On Monday, UN goodwill ambassador Emma Watson travelled to Malawi to recognize efforts made by that country to end child marriage. A year ago, the government passed a law forbidding marriage until the age of 18, and since then many women have been able to annul their marriages and return to school. Previously, Malawi had one of the highest rates of child marriage in the world, with half of girls married before they turned 18.
Watson said meeting the women whose lives have changed because of the law, made her realize the power of choice.
"Meeting with young girls, who like many in their country are struggling with poverty and were pressured into early marriage, depriving them of their education in the process, made me realize how important it is for women to be able to make their own choices," she said.
"It's so encouraging to see how such a harmful practice can be stopped when communities work together to pass laws and turn those laws into reality."

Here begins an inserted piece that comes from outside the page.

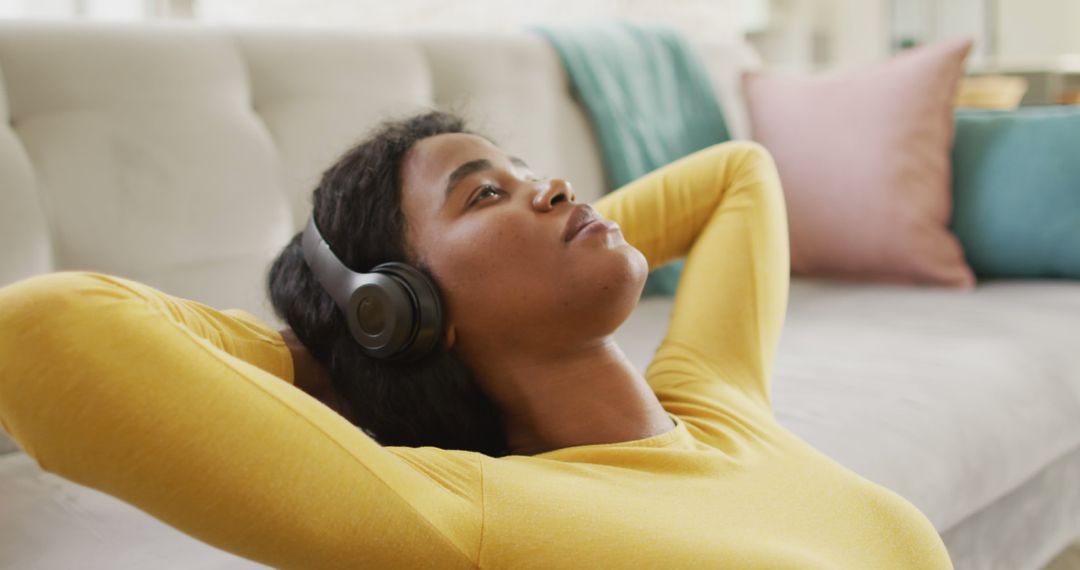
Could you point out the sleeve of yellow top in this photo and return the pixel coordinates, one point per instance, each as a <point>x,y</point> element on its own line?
<point>723,208</point>
<point>180,410</point>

Elsewhere in the world, over 250 girls will participate in the historic #GirlsTakeover program which will see young people from 50 countries stepping into the positions of social, political and economic leaders for the day. This will see girls take charge at places such as Nickelodeon, MSNBC and the Canadian government.
In Ottawa, a group of girls took over over Parliament Hill and were to spend the day working with federal ministers and in the Status of Women department. Girls were also scheduled to also replace the president of Nepal and the UN's director general.

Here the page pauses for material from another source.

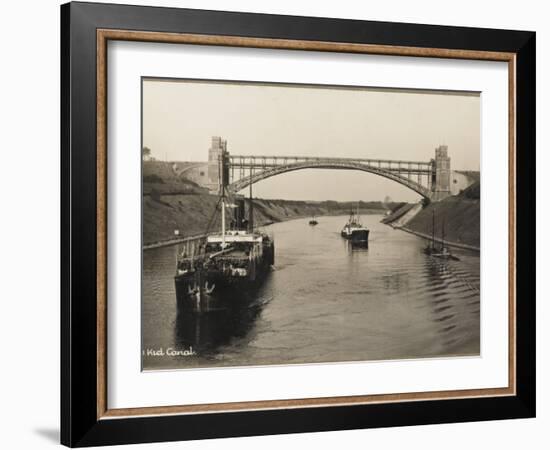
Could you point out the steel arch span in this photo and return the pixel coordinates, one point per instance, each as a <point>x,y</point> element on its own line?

Sophie Grégoire Trudeau demonstrated her solidarity with the movement Tuesday morning by opening the Toronto Stock Exchange. In a Twitter video, the prime minister's wife said the event was meant to show girls they belong in places like the trading floor.
"Women and girls belong in the seats of classrooms, boardrooms, senate chambers, courtrooms, press rooms and corner offices," she said. "They belong on the playing field, behind the camera and in science and research. Girls belong here and everywhere else decisions are made."
Grégoire Trudeau collaborated with three charitable organizations for the event: G(irls)20, Plan International Canada and FitSpirit.
Gender equality is No. 5 on the UN's list of sustainable development goals to be implemented over the next 15 years.